Juan Marrero

Personal information
- Full name: Juan Marrero Roig
- Date of birth: 24 March 1968 (age 58)
- Place of birth: Valencia, Spain
- Height: 1.86 m (6 ft 1 in)
- Position: Centre back

Youth career
- Valencia

Senior career*
- Years: Team / Apps / (Gls)
- 1986–1988: Mestalla
- 1988–1990: Olímpic Xàtiva / 65 / (1)
- 1990–1993: Mérida / 70 / (0)
- 1993–1994: Levante / 33 / (0)
- 1994–1996: Almería / 31 / (2)
- 1996–1997: Andorra / 22 / (1)
- 1997–2000: Cacereño / 93 / (1)
- Total:  / 317 / (5)

Managerial career
- 2000–2008: Imperio Mérida
- 2008–2010: Extremadura
- 2011–2014: Arroyo
- 2015–2016: Extremadura
- 2017–2018: Badajoz
- 2018–2019: Córdoba B
- 2019–2020: Extremadura B
- 2020–2023: Montijo
- 2023–2025: Don Benito
- 2025: Badajoz

= Juan Marrero =

Spanish footballer and manager

Juan Marrero Roig (born 24 March 1968) is a Spanish retired footballer who played as a central defender, and is a current manager.

==Playing career==
Born in Valencia, Marrero represented Valencia CF as a youth. After making his senior debut with the reserves, he joined Segunda División B side CD Olímpic de Xàtiva in 1988.

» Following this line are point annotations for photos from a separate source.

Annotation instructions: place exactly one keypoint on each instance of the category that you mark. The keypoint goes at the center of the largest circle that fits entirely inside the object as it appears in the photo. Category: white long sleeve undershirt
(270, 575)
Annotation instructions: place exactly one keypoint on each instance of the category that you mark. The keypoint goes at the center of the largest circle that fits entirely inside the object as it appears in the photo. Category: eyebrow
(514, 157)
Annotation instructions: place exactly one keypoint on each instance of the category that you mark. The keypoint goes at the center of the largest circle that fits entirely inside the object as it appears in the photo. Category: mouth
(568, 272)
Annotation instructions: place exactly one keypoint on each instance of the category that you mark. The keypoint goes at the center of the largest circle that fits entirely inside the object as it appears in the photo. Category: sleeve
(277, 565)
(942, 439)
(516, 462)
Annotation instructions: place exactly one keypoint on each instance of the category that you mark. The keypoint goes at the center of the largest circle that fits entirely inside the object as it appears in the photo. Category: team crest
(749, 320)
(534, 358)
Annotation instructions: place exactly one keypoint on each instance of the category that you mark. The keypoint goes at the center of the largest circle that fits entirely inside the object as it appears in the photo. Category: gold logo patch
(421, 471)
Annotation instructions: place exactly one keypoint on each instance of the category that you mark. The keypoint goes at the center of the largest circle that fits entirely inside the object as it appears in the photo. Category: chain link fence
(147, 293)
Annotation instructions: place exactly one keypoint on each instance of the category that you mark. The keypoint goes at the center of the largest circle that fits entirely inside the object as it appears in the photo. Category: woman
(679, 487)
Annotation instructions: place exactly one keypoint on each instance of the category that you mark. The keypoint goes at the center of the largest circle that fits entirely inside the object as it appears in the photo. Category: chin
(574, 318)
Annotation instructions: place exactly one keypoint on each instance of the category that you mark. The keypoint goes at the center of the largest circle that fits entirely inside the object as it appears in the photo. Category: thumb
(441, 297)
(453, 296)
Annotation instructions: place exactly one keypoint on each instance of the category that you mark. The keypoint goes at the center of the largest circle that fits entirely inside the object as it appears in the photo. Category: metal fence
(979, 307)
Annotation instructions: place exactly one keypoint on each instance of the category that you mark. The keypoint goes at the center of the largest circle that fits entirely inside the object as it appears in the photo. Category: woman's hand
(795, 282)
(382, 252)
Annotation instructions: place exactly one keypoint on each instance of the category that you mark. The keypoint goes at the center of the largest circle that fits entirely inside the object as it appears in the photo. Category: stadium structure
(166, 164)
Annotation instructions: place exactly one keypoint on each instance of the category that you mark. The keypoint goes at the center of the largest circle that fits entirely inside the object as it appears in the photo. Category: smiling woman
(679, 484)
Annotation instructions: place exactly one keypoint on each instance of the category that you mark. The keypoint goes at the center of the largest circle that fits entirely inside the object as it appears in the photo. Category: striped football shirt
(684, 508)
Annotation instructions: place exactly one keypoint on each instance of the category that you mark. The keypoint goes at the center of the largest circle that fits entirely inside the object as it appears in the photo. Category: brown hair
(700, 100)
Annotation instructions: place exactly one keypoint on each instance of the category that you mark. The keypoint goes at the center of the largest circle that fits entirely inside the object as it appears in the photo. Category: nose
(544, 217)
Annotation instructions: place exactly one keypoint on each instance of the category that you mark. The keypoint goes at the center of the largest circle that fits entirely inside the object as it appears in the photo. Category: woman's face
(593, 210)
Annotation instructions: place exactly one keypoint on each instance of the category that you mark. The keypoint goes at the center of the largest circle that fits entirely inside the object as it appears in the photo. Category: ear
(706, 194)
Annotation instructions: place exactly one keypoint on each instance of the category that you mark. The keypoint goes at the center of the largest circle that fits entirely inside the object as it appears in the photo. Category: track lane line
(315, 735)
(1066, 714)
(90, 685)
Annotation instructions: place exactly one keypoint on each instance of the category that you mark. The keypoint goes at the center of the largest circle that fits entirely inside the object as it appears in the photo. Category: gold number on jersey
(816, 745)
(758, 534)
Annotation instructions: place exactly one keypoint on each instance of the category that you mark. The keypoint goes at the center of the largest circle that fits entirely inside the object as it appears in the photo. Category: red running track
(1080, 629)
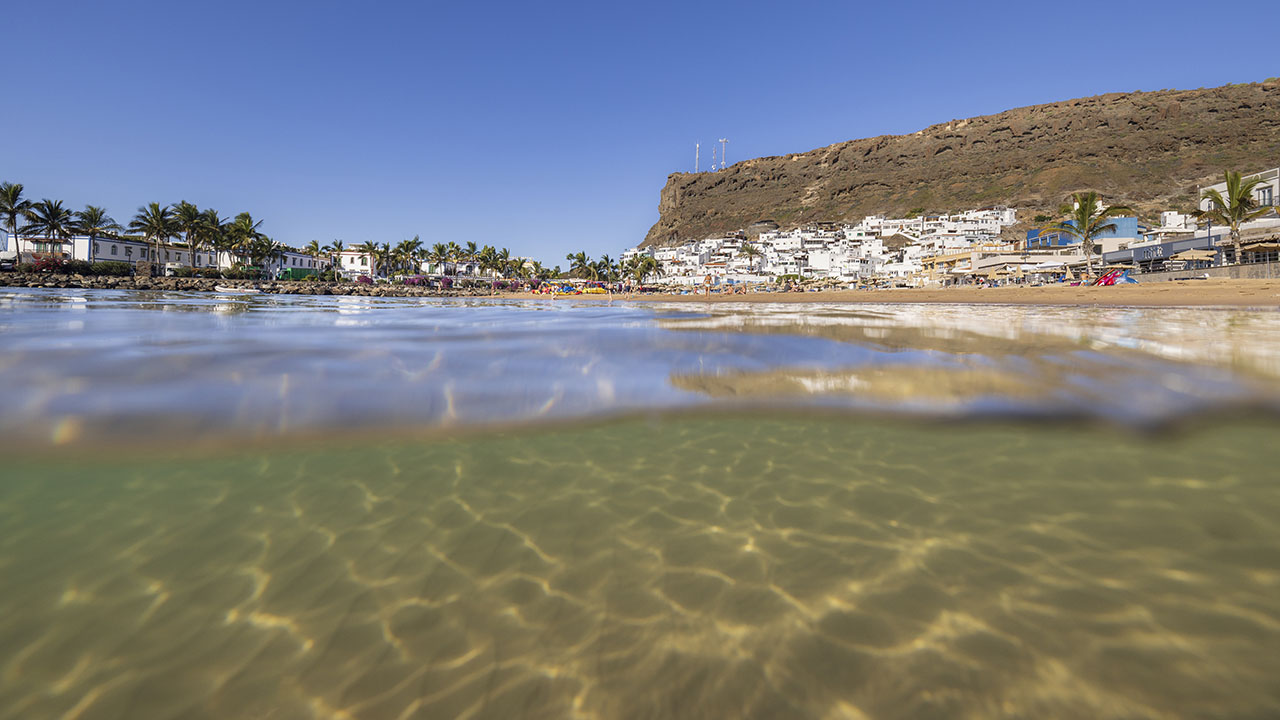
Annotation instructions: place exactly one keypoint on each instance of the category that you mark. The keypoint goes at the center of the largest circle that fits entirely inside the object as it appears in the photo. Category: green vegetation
(242, 237)
(1086, 219)
(1234, 208)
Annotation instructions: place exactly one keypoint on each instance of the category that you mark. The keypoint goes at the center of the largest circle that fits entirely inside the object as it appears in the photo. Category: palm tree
(214, 232)
(50, 220)
(334, 250)
(1086, 218)
(470, 254)
(156, 224)
(581, 265)
(606, 267)
(190, 220)
(1234, 209)
(94, 222)
(752, 253)
(641, 267)
(370, 250)
(502, 258)
(245, 237)
(12, 208)
(385, 256)
(455, 255)
(408, 251)
(439, 255)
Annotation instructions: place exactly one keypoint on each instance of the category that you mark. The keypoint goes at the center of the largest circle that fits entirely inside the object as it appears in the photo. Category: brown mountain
(1146, 149)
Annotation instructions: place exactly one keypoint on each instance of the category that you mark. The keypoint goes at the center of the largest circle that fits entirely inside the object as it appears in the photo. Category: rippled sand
(679, 568)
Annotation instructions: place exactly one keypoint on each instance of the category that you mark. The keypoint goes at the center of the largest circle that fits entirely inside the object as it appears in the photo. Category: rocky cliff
(1146, 149)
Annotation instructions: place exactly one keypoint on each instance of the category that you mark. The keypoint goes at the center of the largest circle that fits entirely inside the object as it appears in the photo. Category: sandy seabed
(703, 568)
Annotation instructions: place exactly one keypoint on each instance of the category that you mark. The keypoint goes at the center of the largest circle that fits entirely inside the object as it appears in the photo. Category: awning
(1261, 247)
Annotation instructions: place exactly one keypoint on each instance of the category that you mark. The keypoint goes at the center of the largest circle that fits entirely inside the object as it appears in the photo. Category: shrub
(112, 268)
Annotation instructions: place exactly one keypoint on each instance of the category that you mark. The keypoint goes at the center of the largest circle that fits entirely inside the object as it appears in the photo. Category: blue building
(1124, 227)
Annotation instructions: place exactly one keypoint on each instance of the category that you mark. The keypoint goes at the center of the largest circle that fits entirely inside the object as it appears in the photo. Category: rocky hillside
(1146, 149)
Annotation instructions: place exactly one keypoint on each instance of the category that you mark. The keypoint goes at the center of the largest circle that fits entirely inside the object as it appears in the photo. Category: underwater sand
(662, 566)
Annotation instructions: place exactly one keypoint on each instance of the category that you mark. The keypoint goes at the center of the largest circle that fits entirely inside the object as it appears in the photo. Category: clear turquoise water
(264, 507)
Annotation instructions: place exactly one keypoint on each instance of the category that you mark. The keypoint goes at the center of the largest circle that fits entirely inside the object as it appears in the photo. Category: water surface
(278, 507)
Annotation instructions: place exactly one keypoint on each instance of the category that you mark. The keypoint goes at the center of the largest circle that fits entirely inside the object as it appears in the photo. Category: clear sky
(542, 127)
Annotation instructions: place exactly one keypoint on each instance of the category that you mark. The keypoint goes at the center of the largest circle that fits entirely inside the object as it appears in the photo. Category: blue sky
(542, 127)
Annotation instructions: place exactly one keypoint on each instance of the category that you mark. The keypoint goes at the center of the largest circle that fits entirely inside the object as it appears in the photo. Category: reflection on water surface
(123, 368)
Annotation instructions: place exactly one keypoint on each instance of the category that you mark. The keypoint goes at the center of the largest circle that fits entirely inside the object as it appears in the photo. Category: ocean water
(315, 507)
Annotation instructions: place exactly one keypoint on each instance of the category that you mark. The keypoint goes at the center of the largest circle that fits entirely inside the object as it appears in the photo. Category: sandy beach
(1176, 294)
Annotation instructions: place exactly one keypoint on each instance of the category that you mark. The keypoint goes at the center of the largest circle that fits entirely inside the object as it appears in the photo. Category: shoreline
(1212, 292)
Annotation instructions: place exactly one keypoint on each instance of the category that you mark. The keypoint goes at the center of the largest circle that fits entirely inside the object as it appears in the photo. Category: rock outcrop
(1146, 149)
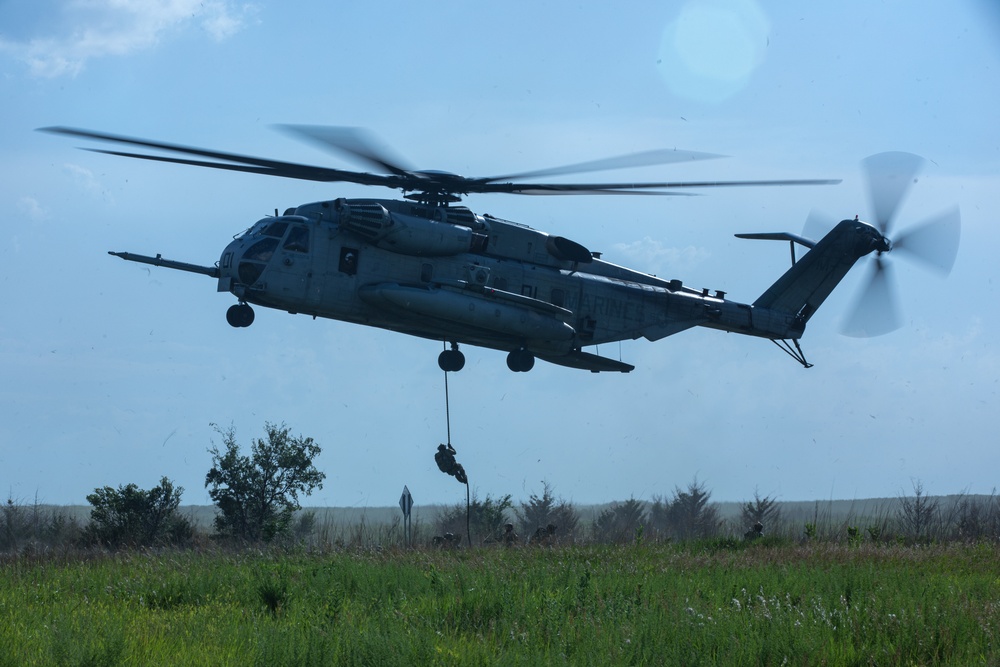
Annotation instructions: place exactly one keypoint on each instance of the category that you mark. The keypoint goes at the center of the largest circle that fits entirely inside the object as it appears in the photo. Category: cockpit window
(261, 251)
(298, 239)
(276, 228)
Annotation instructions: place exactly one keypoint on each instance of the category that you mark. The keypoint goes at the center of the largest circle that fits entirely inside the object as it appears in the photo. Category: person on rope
(445, 458)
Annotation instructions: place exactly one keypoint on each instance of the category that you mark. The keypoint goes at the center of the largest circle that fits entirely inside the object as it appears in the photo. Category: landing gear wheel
(451, 361)
(520, 361)
(240, 315)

After being a regular starter for Olímpic, Marrero moved to fellow league team CP Mérida in 1990, and achieved promotion to Segunda División in the end of the season. He made his debut in the category on 22 September 1991, coming on as a half-time substitute in a 1–1 home draw against Racing de Santander.

After leaving Mérida in 1993, Marrero continued to appear in the third division until the end of his career, representing Levante UD, UD Almería, FC Andorra and CP Cacereño. He retired with the latter in 2000, aged just 32.

==Managerial career==
Marrero began his career with Imperio de Mérida CP in 2000, achieving promotion to Tercera División in his first season in charge. In July 2008 he was appointed manager of Extremadura UD, and achieved their first-ever promotion to the third division in the end of the 2009–10 campaign.

Marrero was sacked on 23 November 2010, with his side being second from the bottom in the table. The following 8 June, he was named Arroyo CP manager.

Marrero took the club to the third tier for the first time ever in 2012, but resigned on 12 January 2014. In April 2015 he returned to Extremadura, but left in June of the following year after achieving another promotion.

On 9 March 2017, Marrero was appointed CD Badajoz manager. On 18 June of the following year, he was named at the helm of Córdoba CF B.

On 8 July 2019, Marrero returned to Extremadura after being appointed manager of the B-team.